Traté de cerrar la puerta pero crujía mucho. Me senté en el sillón por si acaso
alguien me había seguido. Espié por la rendija pero no vi a nadie, así que
busqué con la mirada el Ulises y enseguida lo encontré. Lo tomé, lo metí
rápidamente en mi bolso y volví a sentarme. Recorrí mecánicamente con la mirada
las estanterías. Encontré dos libros más que Raúl se había llevado y también
los guardé. Volví a sentarme.
El sol entraba
directo hasta el sillón donde me había acomodado. Pensaba descansar un poco del
ruido de la gente, pero el calor era peor. Decidí regresar. Al salir, tomé un
retrato mío que Raúl tenía sobre el escritorio.
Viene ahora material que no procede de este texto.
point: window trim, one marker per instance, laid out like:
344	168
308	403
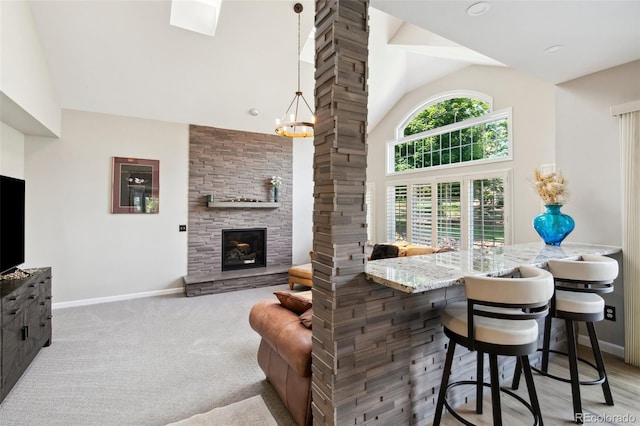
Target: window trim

Era una foto que me había hecho
él mismo cuando nos queríamos mucho. Tomé también otra foto donde estábamos los
dos sentados en un jardín. No sé qué jardín sería, pero la foto era bonita.
Hasta me veía flaca.
Y con esas dos
fotos en la mano, bajé las gradas. No sé cuánto tiempo estuve arriba pero había
llegado más gente y otra vez empezaron los abrazos, los sollozos, las frases
memorizadas desde siempre. Las fotos en mi mano debieron causar buena impresión
porque todos querían verlas. Yo las enseñé mientras apretaba fuertemente el
bolso con el Ulises dentro de él. Ya podía volver tranquila a lavar mis vasos.
Sólo era cuestión de esperar unas pocas horas.